The claim is often that Jesus did what we couldn't do -- he perfectly followed the Law in our place, as that is what God demands.
However, if the claim is also that Jesus is God, then does saying he fulfilled the Law hold any validity?
This isn't a matter of if Jesus was perfect, he lacked the ability to break the Law. It's a matter of if Jesus was God, then some of the Laws had a hard time applying to him in the first place.
For instance, take the commandment "Thou shalt not steal." If God is in fact the Creator of all, and He's made everything, and anything you own is in fact provided to you by God, then God "owns" everything. How, therefore, could Jesus even begin to go about stealing, since it was all his to begin with?

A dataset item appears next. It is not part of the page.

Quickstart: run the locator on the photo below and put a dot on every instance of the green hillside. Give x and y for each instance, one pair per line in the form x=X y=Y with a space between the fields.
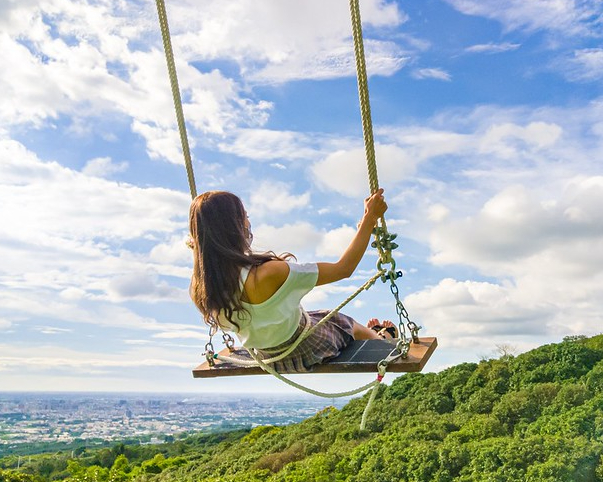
x=535 y=417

Same with not being allowed to covet -- we again go back to the idea that it's all God's by default. He made it, He owns it, He has the rightful claim to everything. If you own everything, how can you covet something your neighbor has? It's already yours.
"You shall not murder." I'm not going into a debate on some of the acts committing by God in the Tanakh, but the idea is often that if God does kill, it's not murder, it's something He's allowed to do, the same way a painter is allowed to destroy a painting. If God killing is in a completely different category, and His right since He is just and righteous, then where does God even begin to have the opportunity to break that commandment?
If Jesus is God, can we still say he did what we couldn't do? How do you perfectly follow something that doesn't even apply to you? God wouldn't have a chance to even try and break the commandments, because if there's something out there that God can steal, then you lose the very definition of 'God' in a Christian sense. I'm sure the duality of Jesus would come into play here, with the man aspect of Jesus actually under this restriction, but there's no way to make that make sense. You'd have to fall back on the "It's a mystery" idea.